Afro-Brazilian calundureiras in the 1700s

Afro-Brazilian calundeiras as leaders of resistance to oppression

In the 1700s the colonial church and state made a concerted effort to suppress African religions, even though they had assimilated catholic elements. The Inquisition arrested and tried a large number of African calundeiros. [Mello, 322]

 In Paracatu, the Africans celebrated the acotundá dance, or Tunda. In the center of the room they set an image of a black god who had come "from the land of Coura" to make miracles in Paracatú. Worshippers built an altar around him, placing jars of water, cooked and raw herbs and other offerings. They sang in Courá, a language of the Sudan (Sahel region of West Africa), and performed divinations. Caetana, a priestess from Minas, "said she was god, who made heaven and earth, the waters and stones." Colonial soldiers took these people prisoner in 1747. [Mello, 268-9]

The calundureira Luzia Pinta presided over divinatory dances, enthroned on her high cadeira, dressed in Angolan garb and a feather headdress. Unmarried, she was about 50, tall and heavy, with tribal marks on her cheeks. Then, as two Angolan women sang and drummers played for hours, she danced. Luzia entered trance with great trembling, and as the "winds" entered her ears, she prophesied and answered questions. 

She laid people on the ground and leaped over them several times to cure them. Sometimes she carried a dagger in her hand and prescribed forest leaves to the sick. She untied a belt and whirled it in the air, and gave emetic drinks to get rid of sorceries.

Luzia told one slavemaster that the reason a woman had stolen money from him was that he was sleeping with her and not giving anything to her. [267] 

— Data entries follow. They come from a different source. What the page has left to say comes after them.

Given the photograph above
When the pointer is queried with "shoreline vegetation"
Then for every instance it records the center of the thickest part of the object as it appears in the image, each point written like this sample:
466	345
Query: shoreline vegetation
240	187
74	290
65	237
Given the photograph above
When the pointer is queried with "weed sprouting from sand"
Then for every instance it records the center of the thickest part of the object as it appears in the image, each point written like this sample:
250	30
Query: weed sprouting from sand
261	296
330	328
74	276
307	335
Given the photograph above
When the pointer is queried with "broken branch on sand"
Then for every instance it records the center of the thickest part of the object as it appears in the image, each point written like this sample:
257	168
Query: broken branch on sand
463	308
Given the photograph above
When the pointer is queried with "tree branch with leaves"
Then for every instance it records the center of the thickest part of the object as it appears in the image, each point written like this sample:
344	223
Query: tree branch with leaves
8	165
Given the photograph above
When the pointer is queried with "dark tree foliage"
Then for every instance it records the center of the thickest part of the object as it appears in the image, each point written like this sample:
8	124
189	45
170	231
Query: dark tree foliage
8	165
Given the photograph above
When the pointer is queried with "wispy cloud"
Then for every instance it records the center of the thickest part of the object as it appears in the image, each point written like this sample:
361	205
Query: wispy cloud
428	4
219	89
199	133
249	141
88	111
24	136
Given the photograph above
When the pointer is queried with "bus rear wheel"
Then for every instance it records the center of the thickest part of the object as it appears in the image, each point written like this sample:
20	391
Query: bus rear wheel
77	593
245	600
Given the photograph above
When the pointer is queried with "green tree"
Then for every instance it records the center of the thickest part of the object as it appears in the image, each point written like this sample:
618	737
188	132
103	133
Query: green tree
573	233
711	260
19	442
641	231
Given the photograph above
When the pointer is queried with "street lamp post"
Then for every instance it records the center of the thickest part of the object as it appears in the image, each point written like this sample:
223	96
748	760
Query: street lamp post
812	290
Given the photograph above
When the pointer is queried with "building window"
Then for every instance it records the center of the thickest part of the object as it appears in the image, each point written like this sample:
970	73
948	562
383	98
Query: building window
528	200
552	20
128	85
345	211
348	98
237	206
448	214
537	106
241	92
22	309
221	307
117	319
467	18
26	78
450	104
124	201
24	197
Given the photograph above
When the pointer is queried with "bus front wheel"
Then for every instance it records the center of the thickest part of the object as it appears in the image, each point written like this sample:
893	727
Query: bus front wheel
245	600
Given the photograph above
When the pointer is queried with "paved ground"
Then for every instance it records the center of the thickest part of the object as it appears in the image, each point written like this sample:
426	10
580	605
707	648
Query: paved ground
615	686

Several people denounced the Angolan priestess to the Inquisition. They arrested her in 1742 and sent her to Lisbon, where the inquisitors locked her down in the "secret cells" as a hard case. They tortured her as she called on San Antonio, trying to make her confess to a pact with the devil. (So, she belonged to the Antoniados movemen founded by Kimpa Vita, some 30 years before in Congo.) Luzia Pinta had to appear in an auto-da-fe and was banished for 4 years. [Mello, 352-7]

Source: Laura de Mello e Souza, O Diablo e a Terra de Santa Cruz: Feitiçaria e Religiosidade Popular no Brasil Colonial, São Paolo: Companhia das Letras, 1987

The religion referred to as calundu in the 1700s later became known as Candomblé, with variations Umbanda and Macumba. These communities were presided over by priestesses known as maes de santo, "mothers of the holy." The impressive woman in this photo is identified as Mae Senhora, "lady mother."